For examples of job roles in this sector, see graduate jobs in engineering and manufacturing.

Who are the main graduate employers?

The main companies in the aerospace industry are:

  • Airbus;
  • BAE Systems;
  • Boeing;
  • Thales Group.

The top UK employers in the automotive industry include:

  • BMW Group;
  • Ford;
  • Jaguar Land Rover (JLR);
  • Nissan;
  • Toyota.

Household names in the food and drink manufacturing industry include:

  • Cadbury;
  • Nestle;
  • Heinz.

In oil and gas the main companies consist of:

  • BP;
  • Schlumberger;
  • Shell.

Some examples of big names in the pharmaceutical sector are:

  • Beiersdorf UK Ltd;
  • GlaxoSmithKline.

What's it like working in the sector?

Graduates entering the engineering and manufacturing sector can expect:

  • to work in different environments depending on the sector. Many companies are industrial and have a factory environment, while you may also work in an office or even on an oil rig;
  • to earn an average of £24,615 a year working as an engineering professional, six months after graduating. According to the Association of Graduate Recruiters survey, predicted salaries for 2011/12 graduates are £26,750 for manufacturing engineers, £25,500 for electrical engineers; £25,000 for mechanical engineers, and £24,500 for civil engineers;
  • to work differing hours depending on your role: a nuclear engineer works 35-40 hours a week on a shift basis, occasionally being called out for emergencies, while office hours will be a 9am to 5pm working week. Some roles will require employees to spend time abroad.

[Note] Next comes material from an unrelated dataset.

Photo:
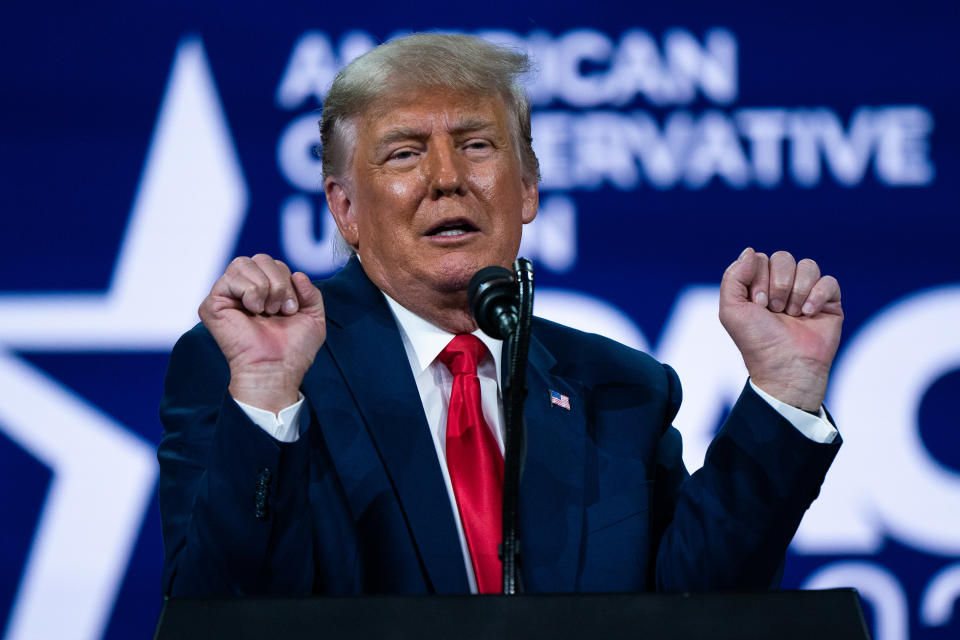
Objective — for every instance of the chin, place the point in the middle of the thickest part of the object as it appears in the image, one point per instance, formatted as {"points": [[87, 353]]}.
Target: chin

What are the key issues in the engineering and manufacturing sector?

It is thought that once the UK moves out of recession the engineering and manufacturing sectors will pick up. The government is backing initiatives to encourage young people to work in these sectors as it expects future growth.

  • Engineering - There are signs of an upturn in fortunes in the engineering sector after a tough few years since the recession first hit. In 2010/11, more UK first degree graduates found jobs as engineers six months after leaving university compared to the previous year.  
  • Manufacturing - The manufacturing sector has struggled in recent years, with some international companies pulling out of the UK to save money. The problems in the Eurozone have combined with the UK recession and forced some businesses to close. However, some organisations, such as JLR, have found opportunities to take on more employees.